Dès le premier jour du second mandat de Donald Trump, le 20 janvier 2025, le département de l’efficacité gouvernementale (en anglais « Department of Government Efficiency », abrégé en DOGE) est lancé, avec comme objectif de réduire les dépenses fédérales, la taille du gouvernement et le déficit budgétaire. Le 45e et 47e président des États-Unis nomme à sa tête, l’entrepreneur multimilliardaire, Elon Musk pour mener à bien ce projet. Néanmoins, depuis sa nomination à la tête de ce nouveau service, le propriétaire de X (ex Twitter) et de SpaceX (entre autres) fait l’objet de nombreuses critiques notamment en raison de multiples conflits d’intérêts. L’administration Trump reste également très floue sur le véritable administrateur du DOGE depuis le lancement d’une procédure judiciaire lancée par 14 procureurs d’État au sujet de l’autorité conférée à Musk « sans les autorisations légales requises de la part du Congrès » et d’un questionnement exprimé par la juge sur la constitutionnalité de son rôle. Les voix qui s’élèvent contre le DOGE viennent aussi de l’international notamment depuis la fermeture de l’USAID – l’Agence des Etats-Unis pour le développement international. En effet, ses financement, alloués dans 158 pays, représentaient près du tiers de l’aide mondiale en 2024.

Depuis la création du DOGE, l’équipe d’Elon Musk, composée presque entièrement de dirigeants de la tech ou de la finance, a déjà entrepris de démanteler l’USAID, et pourrait bientôt s’attaquer au ministère fédéral de l’éducation notamment depuis la signature du décret par Donald Trump de la suppression de celui-ci. Le service a récemment obtenu l’accès à des données sensibles du système de paiement du ministère des Finances. Cette décision, bien que critiquée par plusieurs élus démocrates au nom de la sécurité nationale, a été validée par la juge fédérale de Washington, Tanya S. Chutkan. Elon Musk a ainsi toutes les cartes en main pour pouvoir mener à bien la purge demandée par Donald Trump.

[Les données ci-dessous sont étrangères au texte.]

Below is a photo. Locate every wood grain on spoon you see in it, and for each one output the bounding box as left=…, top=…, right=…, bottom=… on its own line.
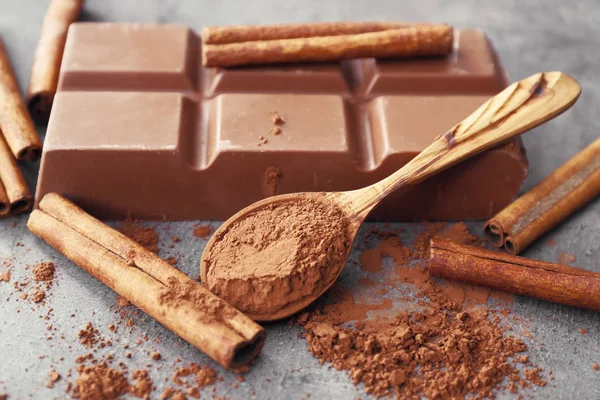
left=201, top=72, right=581, bottom=321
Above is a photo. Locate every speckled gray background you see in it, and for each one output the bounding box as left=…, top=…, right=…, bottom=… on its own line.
left=1, top=0, right=599, bottom=399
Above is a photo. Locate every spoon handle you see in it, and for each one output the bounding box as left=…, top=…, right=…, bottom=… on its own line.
left=348, top=71, right=581, bottom=216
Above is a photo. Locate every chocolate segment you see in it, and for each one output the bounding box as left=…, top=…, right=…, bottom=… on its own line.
left=358, top=30, right=507, bottom=96
left=37, top=23, right=528, bottom=221
left=59, top=24, right=200, bottom=93
left=205, top=62, right=353, bottom=96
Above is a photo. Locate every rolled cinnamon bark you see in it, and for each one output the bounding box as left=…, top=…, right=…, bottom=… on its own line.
left=202, top=24, right=454, bottom=68
left=27, top=0, right=85, bottom=122
left=0, top=181, right=8, bottom=217
left=485, top=137, right=600, bottom=254
left=0, top=133, right=32, bottom=216
left=28, top=193, right=265, bottom=371
left=0, top=38, right=42, bottom=160
left=202, top=21, right=405, bottom=44
left=429, top=237, right=600, bottom=312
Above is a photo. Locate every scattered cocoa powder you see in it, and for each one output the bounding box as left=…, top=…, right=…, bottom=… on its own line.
left=116, top=295, right=130, bottom=307
left=263, top=166, right=282, bottom=197
left=195, top=365, right=217, bottom=388
left=593, top=363, right=599, bottom=371
left=524, top=367, right=547, bottom=387
left=360, top=237, right=410, bottom=273
left=130, top=370, right=153, bottom=399
left=558, top=251, right=577, bottom=265
left=160, top=388, right=176, bottom=399
left=31, top=289, right=46, bottom=303
left=203, top=197, right=351, bottom=317
left=579, top=328, right=588, bottom=334
left=117, top=220, right=159, bottom=253
left=172, top=392, right=186, bottom=400
left=33, top=261, right=55, bottom=282
left=256, top=136, right=269, bottom=146
left=151, top=352, right=161, bottom=361
left=78, top=322, right=99, bottom=348
left=76, top=353, right=94, bottom=364
left=411, top=222, right=447, bottom=259
left=8, top=261, right=58, bottom=304
left=189, top=387, right=201, bottom=397
left=0, top=267, right=10, bottom=282
left=165, top=257, right=177, bottom=266
left=71, top=361, right=130, bottom=400
left=270, top=126, right=282, bottom=135
left=112, top=295, right=140, bottom=332
left=439, top=222, right=482, bottom=247
left=518, top=355, right=529, bottom=364
left=161, top=363, right=218, bottom=397
left=298, top=223, right=541, bottom=399
left=316, top=285, right=393, bottom=324
left=271, top=112, right=285, bottom=125
left=193, top=225, right=214, bottom=239
left=46, top=369, right=61, bottom=388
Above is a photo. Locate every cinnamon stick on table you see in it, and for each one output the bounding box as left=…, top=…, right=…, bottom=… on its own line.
left=485, top=136, right=600, bottom=254
left=0, top=133, right=32, bottom=217
left=28, top=193, right=265, bottom=371
left=429, top=237, right=600, bottom=312
left=0, top=38, right=42, bottom=161
left=27, top=0, right=85, bottom=122
left=202, top=23, right=453, bottom=68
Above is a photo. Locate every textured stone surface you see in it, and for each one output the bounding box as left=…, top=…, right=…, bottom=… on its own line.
left=0, top=0, right=599, bottom=398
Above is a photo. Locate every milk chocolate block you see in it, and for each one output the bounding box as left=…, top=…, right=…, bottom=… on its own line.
left=36, top=23, right=528, bottom=221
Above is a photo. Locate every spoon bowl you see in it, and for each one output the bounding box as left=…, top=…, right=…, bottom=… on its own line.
left=202, top=191, right=362, bottom=321
left=201, top=72, right=581, bottom=321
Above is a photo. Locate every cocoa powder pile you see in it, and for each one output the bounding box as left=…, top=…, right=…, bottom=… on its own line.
left=0, top=266, right=11, bottom=282
left=203, top=198, right=351, bottom=316
left=193, top=225, right=214, bottom=239
left=32, top=262, right=55, bottom=282
left=130, top=370, right=153, bottom=399
left=46, top=369, right=61, bottom=389
left=71, top=361, right=130, bottom=400
left=117, top=220, right=159, bottom=253
left=297, top=223, right=545, bottom=399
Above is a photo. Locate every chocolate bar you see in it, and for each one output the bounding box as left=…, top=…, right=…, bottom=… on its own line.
left=36, top=23, right=527, bottom=221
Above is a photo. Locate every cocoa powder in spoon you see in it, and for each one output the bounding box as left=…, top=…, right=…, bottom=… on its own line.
left=202, top=198, right=352, bottom=317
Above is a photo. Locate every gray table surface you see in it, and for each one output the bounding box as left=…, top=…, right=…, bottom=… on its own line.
left=1, top=0, right=599, bottom=399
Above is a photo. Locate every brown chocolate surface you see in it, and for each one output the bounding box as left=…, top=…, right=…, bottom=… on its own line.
left=36, top=23, right=528, bottom=221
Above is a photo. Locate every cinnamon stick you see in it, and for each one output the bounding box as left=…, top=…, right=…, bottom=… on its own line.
left=28, top=193, right=265, bottom=371
left=485, top=137, right=600, bottom=254
left=0, top=38, right=42, bottom=161
left=27, top=0, right=85, bottom=122
left=0, top=133, right=32, bottom=216
left=202, top=24, right=453, bottom=68
left=429, top=237, right=600, bottom=312
left=202, top=21, right=406, bottom=44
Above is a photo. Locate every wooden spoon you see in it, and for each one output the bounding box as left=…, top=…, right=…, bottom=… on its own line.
left=201, top=71, right=581, bottom=321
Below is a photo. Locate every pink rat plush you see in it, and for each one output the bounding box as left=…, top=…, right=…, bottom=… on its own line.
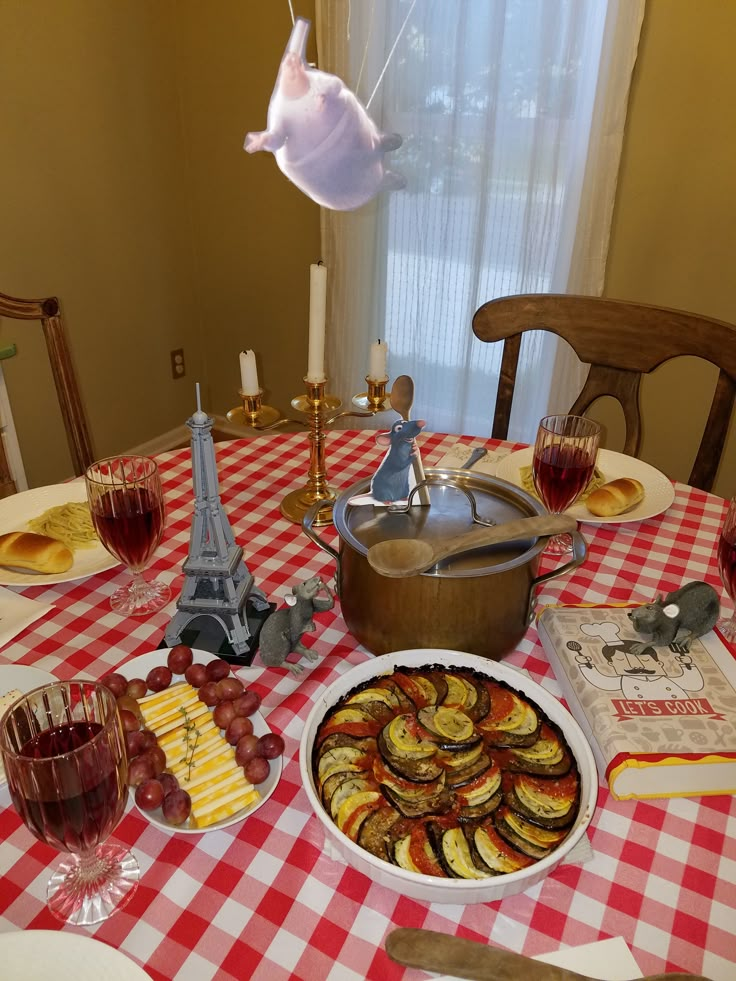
left=245, top=17, right=405, bottom=211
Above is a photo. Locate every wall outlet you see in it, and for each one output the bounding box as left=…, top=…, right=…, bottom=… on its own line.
left=170, top=348, right=185, bottom=380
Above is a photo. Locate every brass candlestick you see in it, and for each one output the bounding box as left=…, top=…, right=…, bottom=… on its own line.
left=227, top=375, right=391, bottom=527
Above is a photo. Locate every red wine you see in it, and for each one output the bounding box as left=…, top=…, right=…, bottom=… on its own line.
left=91, top=487, right=164, bottom=571
left=13, top=721, right=125, bottom=853
left=718, top=534, right=736, bottom=601
left=533, top=446, right=594, bottom=513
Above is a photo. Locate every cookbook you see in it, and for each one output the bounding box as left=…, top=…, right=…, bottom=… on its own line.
left=536, top=604, right=736, bottom=801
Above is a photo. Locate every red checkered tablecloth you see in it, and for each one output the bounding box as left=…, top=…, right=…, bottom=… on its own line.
left=1, top=430, right=734, bottom=980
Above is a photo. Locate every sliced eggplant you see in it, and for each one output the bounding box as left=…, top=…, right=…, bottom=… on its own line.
left=335, top=789, right=383, bottom=840
left=382, top=783, right=453, bottom=819
left=436, top=740, right=484, bottom=771
left=505, top=724, right=572, bottom=776
left=506, top=770, right=579, bottom=828
left=478, top=686, right=540, bottom=746
left=329, top=776, right=379, bottom=820
left=346, top=686, right=402, bottom=710
left=462, top=675, right=491, bottom=722
left=392, top=825, right=446, bottom=877
left=317, top=732, right=377, bottom=757
left=444, top=752, right=493, bottom=789
left=416, top=705, right=480, bottom=750
left=454, top=762, right=502, bottom=807
left=473, top=823, right=535, bottom=874
left=382, top=714, right=437, bottom=759
left=317, top=745, right=369, bottom=786
left=374, top=755, right=447, bottom=798
left=321, top=768, right=372, bottom=809
left=358, top=806, right=402, bottom=862
left=436, top=826, right=489, bottom=880
left=377, top=729, right=444, bottom=783
left=441, top=673, right=477, bottom=711
left=458, top=789, right=502, bottom=822
left=494, top=805, right=569, bottom=859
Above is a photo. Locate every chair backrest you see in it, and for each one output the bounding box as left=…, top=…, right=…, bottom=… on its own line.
left=471, top=293, right=736, bottom=493
left=0, top=291, right=94, bottom=485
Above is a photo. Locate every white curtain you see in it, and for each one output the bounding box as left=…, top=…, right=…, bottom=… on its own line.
left=315, top=0, right=644, bottom=440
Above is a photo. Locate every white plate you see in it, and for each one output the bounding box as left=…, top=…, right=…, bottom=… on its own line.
left=495, top=447, right=675, bottom=524
left=0, top=482, right=119, bottom=585
left=0, top=665, right=56, bottom=784
left=117, top=649, right=282, bottom=834
left=0, top=930, right=150, bottom=981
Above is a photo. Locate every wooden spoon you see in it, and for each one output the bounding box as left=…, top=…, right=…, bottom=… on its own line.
left=389, top=374, right=430, bottom=505
left=385, top=928, right=712, bottom=981
left=367, top=513, right=578, bottom=578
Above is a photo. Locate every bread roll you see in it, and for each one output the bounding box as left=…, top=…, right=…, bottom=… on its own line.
left=0, top=532, right=74, bottom=574
left=585, top=478, right=645, bottom=517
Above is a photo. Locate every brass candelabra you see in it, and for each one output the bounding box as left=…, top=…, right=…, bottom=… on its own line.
left=227, top=375, right=390, bottom=526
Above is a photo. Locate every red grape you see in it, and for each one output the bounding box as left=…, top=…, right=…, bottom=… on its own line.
left=146, top=666, right=173, bottom=692
left=127, top=755, right=156, bottom=787
left=184, top=662, right=208, bottom=688
left=158, top=772, right=179, bottom=797
left=233, top=690, right=261, bottom=717
left=135, top=778, right=164, bottom=811
left=125, top=729, right=147, bottom=758
left=256, top=732, right=285, bottom=760
left=162, top=788, right=192, bottom=826
left=126, top=678, right=147, bottom=699
left=244, top=756, right=270, bottom=785
left=145, top=745, right=167, bottom=776
left=119, top=708, right=141, bottom=733
left=198, top=681, right=219, bottom=706
left=205, top=658, right=230, bottom=682
left=212, top=700, right=236, bottom=730
left=117, top=694, right=143, bottom=722
left=226, top=716, right=253, bottom=745
left=139, top=729, right=158, bottom=752
left=235, top=733, right=259, bottom=767
left=216, top=677, right=244, bottom=701
left=167, top=644, right=194, bottom=675
left=101, top=672, right=128, bottom=698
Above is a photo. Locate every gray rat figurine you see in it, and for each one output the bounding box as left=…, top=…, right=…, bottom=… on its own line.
left=258, top=576, right=335, bottom=675
left=370, top=418, right=426, bottom=504
left=628, top=581, right=720, bottom=653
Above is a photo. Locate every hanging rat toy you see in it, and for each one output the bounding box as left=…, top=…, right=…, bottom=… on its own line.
left=244, top=16, right=406, bottom=211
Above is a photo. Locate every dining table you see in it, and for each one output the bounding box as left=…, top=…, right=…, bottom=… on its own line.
left=0, top=428, right=734, bottom=981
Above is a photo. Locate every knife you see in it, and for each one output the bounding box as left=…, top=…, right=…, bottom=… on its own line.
left=385, top=928, right=712, bottom=981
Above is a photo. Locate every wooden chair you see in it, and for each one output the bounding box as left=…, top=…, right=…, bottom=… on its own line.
left=0, top=292, right=94, bottom=492
left=471, top=294, right=736, bottom=493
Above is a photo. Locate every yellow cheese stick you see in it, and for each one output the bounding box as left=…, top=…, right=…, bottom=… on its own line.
left=191, top=785, right=260, bottom=828
left=140, top=690, right=202, bottom=729
left=178, top=750, right=238, bottom=792
left=168, top=729, right=226, bottom=773
left=148, top=701, right=211, bottom=738
left=138, top=681, right=192, bottom=710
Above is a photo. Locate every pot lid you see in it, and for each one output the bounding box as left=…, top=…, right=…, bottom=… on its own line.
left=333, top=467, right=548, bottom=578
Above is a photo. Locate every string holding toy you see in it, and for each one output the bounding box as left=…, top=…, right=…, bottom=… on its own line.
left=244, top=15, right=406, bottom=211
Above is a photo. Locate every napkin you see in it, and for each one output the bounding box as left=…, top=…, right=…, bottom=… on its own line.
left=434, top=442, right=509, bottom=475
left=0, top=587, right=53, bottom=652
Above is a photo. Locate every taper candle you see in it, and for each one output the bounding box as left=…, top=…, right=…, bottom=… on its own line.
left=239, top=350, right=259, bottom=395
left=368, top=339, right=388, bottom=381
left=307, top=262, right=327, bottom=382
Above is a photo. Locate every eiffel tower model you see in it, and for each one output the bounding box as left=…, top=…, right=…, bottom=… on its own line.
left=165, top=388, right=271, bottom=663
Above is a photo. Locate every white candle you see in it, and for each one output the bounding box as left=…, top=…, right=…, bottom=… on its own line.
left=368, top=339, right=388, bottom=381
left=307, top=262, right=327, bottom=382
left=239, top=349, right=259, bottom=395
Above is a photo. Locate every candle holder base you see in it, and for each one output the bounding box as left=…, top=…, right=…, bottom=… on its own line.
left=226, top=403, right=282, bottom=429
left=280, top=485, right=335, bottom=526
left=352, top=376, right=389, bottom=413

Cette purge devra être importante puisque Elon Musk veut réduire le budget fédéral de près de 2000 milliards d’euros, soit environ 30% des dépenses publiques. Pour ce faire, Musk a commencé en licenciant tous les fonctionnaires du bureau de l’USAID, en suspendant des employés du ministère de l’Éducation ayant suivi des formations sur la diversité que leurs supérieurs leur avaient recommandées et en signifiant aux collaborateurs de l’Agence de protection de l’environnement (EPA) qu’ils pourraient être licenciés à tout moment. Cette purge touche même les services de sécurité. Certains agents du FBI ayant travaillé sur les enquêtes contre les émeutiers du Capitole sont eux aussi menacés de licenciement.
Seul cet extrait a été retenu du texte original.